Well, at least he admits to what he and his team are doing:
http://en.wikipedia.org/w/index.php?title=...oldid=210336704QUOTE(User:Filll @ 15:22, 5 May 2008 (UTC))
Sorry, but the only reason she is on Wikipedia is she signed the petition. She is not particularly notable as an academic. If you believe she is, spend a week or two writing a proper biography for her in a sandbox and let others look at it. And yes lots and lots of people have tried to claim she did not sign and wanted us to write that she did not sign and the New York Times writer is a stupid #$%^&* for writing that she signed. And just trying to hide the fact that she signed and the NYT wrote an article about it probably is not going to fly. If this is so all-fired important to you, why are you afraid of doing any real work? Stop complaining and do some real writing.
All lies, of course.

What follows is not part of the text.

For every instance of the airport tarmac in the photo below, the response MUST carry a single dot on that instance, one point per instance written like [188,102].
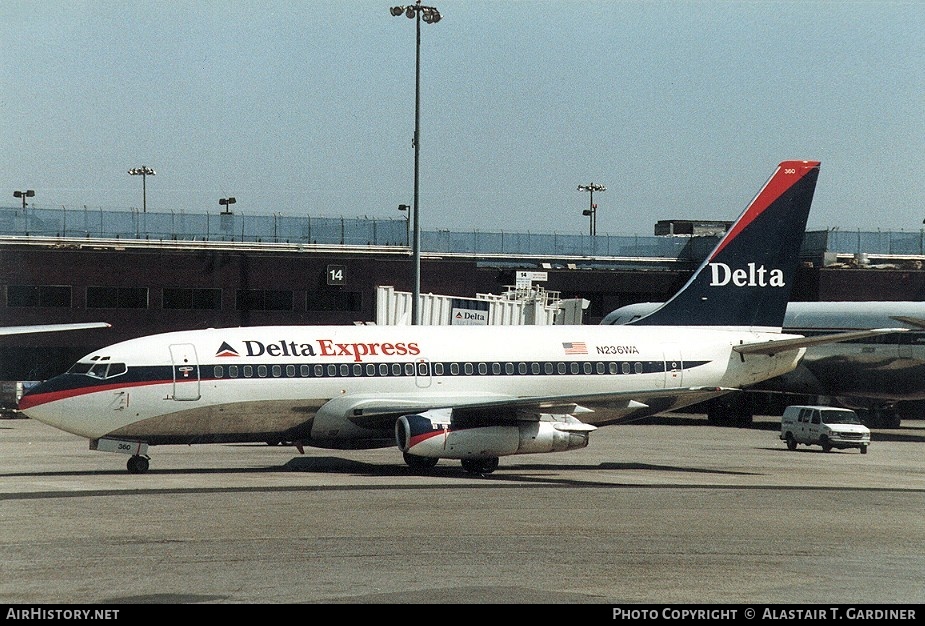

Nobody, nobody at all, is trying to claim that Picard didn't sign the petition, or that she was a "stupid #$%^&*" for doing so, and certainly not that she
wrote what she signed! (where the f*** did
that come from?). And nobody is trying to hide the fact that the NYT wrote an article that mentioned her as one of the signers, either.
We're simply saying that this shouldn't be treated as anything beyond the signing of a petition, i.e, a minor incident that shouldn't form the basis of an entire biography on the world's most heavily-scraped and -searched information site.
Anyone who takes Filll up on his offer to write about Picard in a "sandbox" is wasting their time, obviously -
his team will never stop attacking Rosalind Picard, and they will never let this end."Stop complaining and do some real writing" is the standard rejoinder for people on WP who are faced with evidence of their own abuses and have no valid counter-arguments whatsoever.